Les policiers de Montréal ont l’air du diable
Le quotidien La Patrie est scandalisé de la tenue des policiers montréalais. Un des journalistes se paie en soirée une promenade sur les rues Ontario et Craig. Quelle mise ! constate-t-il.
Nous ne pouvons pas nommer les constables qui maugréent contre les supérieurs qui les forcent de s’exhiber dans un costume dont ils rougissent. Ces policiers, s’ils étaient connus, seraient impitoyablement renvoyés. […]
En passant sur la rue Craig, le reporter arrête un brave constable de ses connaissances qui frôlait les maisons comme pour se cacher aux regards des passants.
Comment, vous êtes encore de service la nuit, demanda le journaliste en lui serrant la main.
Mais oui, toujours, mon ami, répondit le policier, je vous avoue que c’est très embêtant.
Comme tout le monde, j’aimerais avoir quelques soirées à moi, pour aller veiller avec ma femme et mes enfants, mais je ne le puis pas, ajoute-t-il avec un soupir. Il me faut dormir le jour et travailler la nuit. Pourquoi ne le pouvez-vous pas ? dit le reporter. Si je ne me trompe, chaque constable, après avoir fait une semaine de service la nuit, a droit à une semaine de jour. […]
Mon capitaine, qui est un homme propre et soigneux, et qui aimerait que tous ses hommes paraissent bien, a dû me donner l’ordre de faire le service de nuit jusqu’à ce que nos uniformes neufs nous soient distribués. Comme vous pouvez le constater, l’uniforme que j’ai sur le dos est loin de faire honneur à la police. La nuit, ça peut toujours passer; comme dit le chanson : «La nuit tous les chats sont gris.»
Le reporter prit ensuite congé du pauvre diable de constable.
Rue Ontario, il rencontra un autre policier qu’il connaissait depuis nombre d’années, ce qui lui donnait un certain droit de le taquiner quelque peu.
Et bien, la santé est toujours bonne, constable, demanda le journaliste.
Elle n’a jamais été meilleure monsieur, répondit l’agent.
Je vous pose cette question, reprit le reporter, parce que, si j’en juge par vos habits, vous me paraissez avoir perdu beaucoup d’embonpoint !
Pas de mauvaise plaisanterie, M. le journaliste, je suis assez ridicule sans que vous me le fassiez sentir davantage, vous un vieil ami. Comme vous le voyez, cette défroque est démesurément grande. On m’en a affublé malgré mes légitimes protestations. Je travaille de ce temps-ci à jouer un tour à mes supérieurs. Quand je dis, je travaille, c’est une manière de m’exprimer. Je veux dire que je me ménage le plus possible afin de pouvoir remplir cette satanée tunique.

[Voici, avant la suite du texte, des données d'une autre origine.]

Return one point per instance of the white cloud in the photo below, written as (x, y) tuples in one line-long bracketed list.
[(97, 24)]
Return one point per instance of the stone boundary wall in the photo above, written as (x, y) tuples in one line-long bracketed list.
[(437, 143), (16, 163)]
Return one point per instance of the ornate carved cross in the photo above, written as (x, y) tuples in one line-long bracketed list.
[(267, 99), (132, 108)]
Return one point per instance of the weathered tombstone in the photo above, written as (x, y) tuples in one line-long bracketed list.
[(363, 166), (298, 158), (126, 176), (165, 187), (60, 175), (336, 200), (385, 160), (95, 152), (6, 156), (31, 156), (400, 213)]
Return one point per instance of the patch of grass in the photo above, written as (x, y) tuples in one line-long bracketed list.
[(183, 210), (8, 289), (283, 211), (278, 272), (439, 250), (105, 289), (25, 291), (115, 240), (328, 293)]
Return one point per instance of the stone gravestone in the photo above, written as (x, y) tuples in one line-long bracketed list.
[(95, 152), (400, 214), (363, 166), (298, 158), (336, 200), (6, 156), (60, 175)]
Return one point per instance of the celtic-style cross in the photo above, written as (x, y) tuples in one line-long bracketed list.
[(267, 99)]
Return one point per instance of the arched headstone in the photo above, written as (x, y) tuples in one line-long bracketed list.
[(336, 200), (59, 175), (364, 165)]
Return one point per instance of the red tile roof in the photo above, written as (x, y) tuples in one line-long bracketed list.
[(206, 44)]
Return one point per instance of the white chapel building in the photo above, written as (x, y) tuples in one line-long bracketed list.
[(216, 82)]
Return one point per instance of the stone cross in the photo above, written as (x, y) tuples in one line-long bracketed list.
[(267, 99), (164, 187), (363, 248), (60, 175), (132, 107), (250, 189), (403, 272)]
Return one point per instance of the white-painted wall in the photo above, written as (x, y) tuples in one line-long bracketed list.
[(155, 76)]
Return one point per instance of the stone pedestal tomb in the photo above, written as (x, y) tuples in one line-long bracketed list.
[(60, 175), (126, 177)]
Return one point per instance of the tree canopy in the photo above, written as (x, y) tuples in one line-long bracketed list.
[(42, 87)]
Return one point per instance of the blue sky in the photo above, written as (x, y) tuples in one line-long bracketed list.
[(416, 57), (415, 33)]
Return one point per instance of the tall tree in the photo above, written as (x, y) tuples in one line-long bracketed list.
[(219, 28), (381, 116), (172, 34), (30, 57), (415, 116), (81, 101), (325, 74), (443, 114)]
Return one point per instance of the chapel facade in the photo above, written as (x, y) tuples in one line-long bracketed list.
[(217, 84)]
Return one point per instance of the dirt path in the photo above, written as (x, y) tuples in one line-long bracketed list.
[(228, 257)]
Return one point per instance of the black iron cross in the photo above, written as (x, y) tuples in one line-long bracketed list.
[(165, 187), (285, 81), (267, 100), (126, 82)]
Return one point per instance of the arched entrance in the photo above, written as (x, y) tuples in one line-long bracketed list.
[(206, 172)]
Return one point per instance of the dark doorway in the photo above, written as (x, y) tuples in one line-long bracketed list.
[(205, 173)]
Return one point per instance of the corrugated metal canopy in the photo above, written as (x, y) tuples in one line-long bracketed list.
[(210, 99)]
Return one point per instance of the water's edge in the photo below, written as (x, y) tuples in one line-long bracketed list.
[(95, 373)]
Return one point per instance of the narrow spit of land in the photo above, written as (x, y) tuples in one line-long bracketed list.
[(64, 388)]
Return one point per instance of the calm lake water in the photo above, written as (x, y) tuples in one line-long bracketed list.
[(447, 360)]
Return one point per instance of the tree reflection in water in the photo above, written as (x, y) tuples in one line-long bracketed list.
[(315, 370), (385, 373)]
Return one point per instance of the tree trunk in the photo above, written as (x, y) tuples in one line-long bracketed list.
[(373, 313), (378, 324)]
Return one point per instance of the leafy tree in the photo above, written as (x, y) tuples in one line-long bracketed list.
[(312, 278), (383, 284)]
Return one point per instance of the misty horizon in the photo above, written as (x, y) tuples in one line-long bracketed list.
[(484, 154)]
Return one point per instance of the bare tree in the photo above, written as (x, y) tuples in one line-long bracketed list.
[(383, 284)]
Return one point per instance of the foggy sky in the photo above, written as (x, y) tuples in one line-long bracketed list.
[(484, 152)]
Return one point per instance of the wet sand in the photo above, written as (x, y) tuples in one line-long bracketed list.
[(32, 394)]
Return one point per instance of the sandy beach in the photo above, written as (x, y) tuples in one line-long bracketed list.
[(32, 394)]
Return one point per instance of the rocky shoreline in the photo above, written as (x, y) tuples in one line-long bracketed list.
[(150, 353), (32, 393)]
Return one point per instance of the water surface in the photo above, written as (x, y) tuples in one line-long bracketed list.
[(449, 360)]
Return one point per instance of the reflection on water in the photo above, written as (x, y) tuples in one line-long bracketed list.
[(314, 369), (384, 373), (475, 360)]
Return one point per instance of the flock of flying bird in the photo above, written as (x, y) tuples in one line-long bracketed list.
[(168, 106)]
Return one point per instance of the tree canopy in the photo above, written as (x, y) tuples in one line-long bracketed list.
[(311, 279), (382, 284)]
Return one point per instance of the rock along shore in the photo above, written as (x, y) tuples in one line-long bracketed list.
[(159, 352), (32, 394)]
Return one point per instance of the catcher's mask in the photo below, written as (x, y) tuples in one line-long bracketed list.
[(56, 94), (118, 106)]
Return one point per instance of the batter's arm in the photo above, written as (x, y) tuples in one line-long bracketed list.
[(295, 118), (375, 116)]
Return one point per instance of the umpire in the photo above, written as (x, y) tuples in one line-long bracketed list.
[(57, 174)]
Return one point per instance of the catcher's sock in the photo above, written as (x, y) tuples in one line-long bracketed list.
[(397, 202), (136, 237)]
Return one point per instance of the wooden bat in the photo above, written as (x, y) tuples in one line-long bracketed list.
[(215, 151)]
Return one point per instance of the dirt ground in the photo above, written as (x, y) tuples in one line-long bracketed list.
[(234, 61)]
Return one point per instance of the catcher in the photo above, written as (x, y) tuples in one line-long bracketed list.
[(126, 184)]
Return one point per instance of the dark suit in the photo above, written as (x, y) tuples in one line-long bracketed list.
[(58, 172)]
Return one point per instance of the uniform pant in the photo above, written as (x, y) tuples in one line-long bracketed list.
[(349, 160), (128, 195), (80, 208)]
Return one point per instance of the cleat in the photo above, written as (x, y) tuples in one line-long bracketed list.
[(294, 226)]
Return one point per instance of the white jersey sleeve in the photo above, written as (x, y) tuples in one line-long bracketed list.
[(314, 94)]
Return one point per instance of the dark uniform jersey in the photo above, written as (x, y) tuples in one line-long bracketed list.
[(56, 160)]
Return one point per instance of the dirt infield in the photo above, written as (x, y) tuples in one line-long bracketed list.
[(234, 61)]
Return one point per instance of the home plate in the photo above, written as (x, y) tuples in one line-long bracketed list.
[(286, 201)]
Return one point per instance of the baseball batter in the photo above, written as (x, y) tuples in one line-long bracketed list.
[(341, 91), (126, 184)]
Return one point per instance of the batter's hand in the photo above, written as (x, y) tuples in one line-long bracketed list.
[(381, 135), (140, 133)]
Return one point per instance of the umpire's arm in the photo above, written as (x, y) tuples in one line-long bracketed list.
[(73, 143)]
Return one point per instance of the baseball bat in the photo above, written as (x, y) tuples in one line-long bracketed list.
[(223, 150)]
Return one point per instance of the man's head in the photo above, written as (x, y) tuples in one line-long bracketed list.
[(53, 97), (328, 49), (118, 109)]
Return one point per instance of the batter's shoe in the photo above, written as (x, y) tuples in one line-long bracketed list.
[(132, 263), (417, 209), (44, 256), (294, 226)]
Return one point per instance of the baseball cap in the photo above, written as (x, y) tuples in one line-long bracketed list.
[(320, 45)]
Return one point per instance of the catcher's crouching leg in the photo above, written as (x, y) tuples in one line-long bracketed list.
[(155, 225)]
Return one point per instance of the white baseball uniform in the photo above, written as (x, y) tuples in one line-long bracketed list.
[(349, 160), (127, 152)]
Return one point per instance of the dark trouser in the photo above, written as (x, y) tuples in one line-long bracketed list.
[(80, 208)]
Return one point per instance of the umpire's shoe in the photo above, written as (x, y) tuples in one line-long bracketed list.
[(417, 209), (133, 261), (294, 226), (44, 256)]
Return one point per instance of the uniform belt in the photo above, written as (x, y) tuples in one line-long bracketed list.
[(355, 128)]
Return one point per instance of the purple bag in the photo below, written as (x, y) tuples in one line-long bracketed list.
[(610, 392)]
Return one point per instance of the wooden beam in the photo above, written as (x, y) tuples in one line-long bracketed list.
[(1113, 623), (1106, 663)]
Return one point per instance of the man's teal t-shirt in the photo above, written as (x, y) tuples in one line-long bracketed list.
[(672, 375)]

Je puis vous dire confidentiellement qu’en ces derniers temps j’ai gagné de huit à dix livres. Vous verrez, dans deux ou trois mois, avec le régime que je me suis imposé, mon uniforme va m’aller comme un gant !
Le reporter n’en entendit pas plus long, et sauta dans un tramway. En mettant pied à terre, arrivé à destination, il vit un policier bien connu qui faisait sa ronde habillé en bourgeois.
Vous vous moquez joliment des règlements municipaux, mon brave agent., dit le reporter en l’accostant. Un policier déguisé en bourgeois, voilà qui dépasse les bornes de la licence. Mais vous savez bien que, si le chef Legault vous rencontrait, il ne se gênerait pas pour vous coller séance tenante au moins un mois de «crossing».
L’agent éclata de rire.
Je me moque de la «crossing» pour la bonne raison que je ne suis pas en faute. […]
Avant de rentrer chez lui, notre représentant eût l’occasion de voir plusieurs constable portant des casquettes trop grandes, des pantalons trop courts, usés au fond, la tunique percée aux coudes.
Et il ne put s’empêcher de faire cette réflexion que si la ville de Montréal peut se vanter de compter les plus beaux hommes du continent dans sa force municipale, elle est obligée d’avouer, d’un autre côté, que ses agents sont les plus mal vêtus.
La Patrie (Montréal), 8 juillet 1904.